PERSONAL MYSTERY DECORATIONS.
§ 44. The Omaha and Ponka have certain personal mystery decorations, some of which are worn on garments, and others appear on the tents of their owners. The makers and wearers of such decorations must be members of one of the orders of shamans. George Miller’s father, Little Soldier, used to wear a buffalo robe decorated in the style shown in Figs. 156 and 157. It was his personal mystery decoration, which no one else could use. Even members of his gens (the Ictasanda, a Thunder and Reptile gens) feared to imitate it. The father promised to paint this decoration on four white blankets for his son George, but he died before he could paint the fourth one.
FIG. 156.—George Miller’s personal mystery decoration.
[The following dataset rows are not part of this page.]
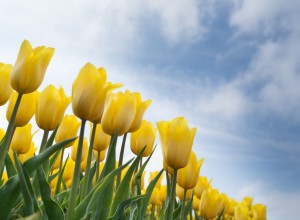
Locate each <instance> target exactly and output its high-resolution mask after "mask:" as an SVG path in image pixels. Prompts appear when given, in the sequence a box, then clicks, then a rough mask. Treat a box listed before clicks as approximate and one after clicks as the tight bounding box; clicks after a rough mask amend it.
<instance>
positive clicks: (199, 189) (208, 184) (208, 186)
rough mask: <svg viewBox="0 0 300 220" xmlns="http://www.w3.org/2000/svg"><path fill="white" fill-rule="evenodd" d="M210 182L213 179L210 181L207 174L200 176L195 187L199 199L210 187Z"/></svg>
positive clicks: (195, 192)
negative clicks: (197, 181)
mask: <svg viewBox="0 0 300 220" xmlns="http://www.w3.org/2000/svg"><path fill="white" fill-rule="evenodd" d="M210 182H211V181H208V179H207V178H206V177H205V176H199V178H198V182H197V185H196V187H195V189H194V193H195V196H197V197H198V199H200V198H201V195H202V193H203V191H204V190H206V189H208V188H209V186H210Z"/></svg>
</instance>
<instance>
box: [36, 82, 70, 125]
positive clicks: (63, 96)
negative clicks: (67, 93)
mask: <svg viewBox="0 0 300 220" xmlns="http://www.w3.org/2000/svg"><path fill="white" fill-rule="evenodd" d="M70 102H71V98H70V97H67V96H66V94H65V92H64V89H63V88H62V87H59V89H56V88H55V87H54V86H53V85H49V86H47V87H46V88H45V89H44V90H43V91H42V92H41V93H40V95H39V97H38V99H37V102H36V113H35V120H36V123H37V125H38V126H39V127H40V128H41V129H43V130H45V131H52V130H54V129H55V128H56V127H57V126H58V125H59V124H60V123H61V121H62V119H63V116H64V114H65V110H66V108H67V107H68V105H69V104H70Z"/></svg>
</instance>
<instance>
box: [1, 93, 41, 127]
mask: <svg viewBox="0 0 300 220" xmlns="http://www.w3.org/2000/svg"><path fill="white" fill-rule="evenodd" d="M38 95H39V93H38V91H34V92H32V93H29V94H25V95H23V97H22V99H21V103H20V106H19V109H18V112H17V116H16V120H15V123H14V125H15V126H16V127H23V126H24V125H26V124H28V122H29V121H30V119H31V118H32V116H33V115H34V113H35V104H36V99H37V97H38ZM17 97H18V94H17V93H16V92H13V93H12V94H11V96H10V99H9V103H8V107H7V109H6V119H7V120H8V121H9V120H10V117H11V115H12V111H13V108H14V106H15V103H16V101H17Z"/></svg>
George received the first one when he was about seventeen years of age. Before he married he had worn out three. He still has the right to decorate and wear the fourth blanket, according to his father’s intention. He could decorate other white blankets in this style, and wear them, if he wished, but he could not transmit to any one of his children (the grandchildren of Little Soldier) the right to make and wear such a decoration, unless George himself should hereafter see the objects in a dream or vision.
FIG. 157.—A variant of Fig. 156.
The right to use such designs on a buffalo robe, blanket, tent, etc., must originate with one who has had a vision or dream in which the mystery objects are manifested. Those who could use the class of designs represented in the accompanying illustrations (Figs. 156-161) were members of the order of Thunder shamans (Iñgȼaⁿ iȼa‘eȼĕ-ma).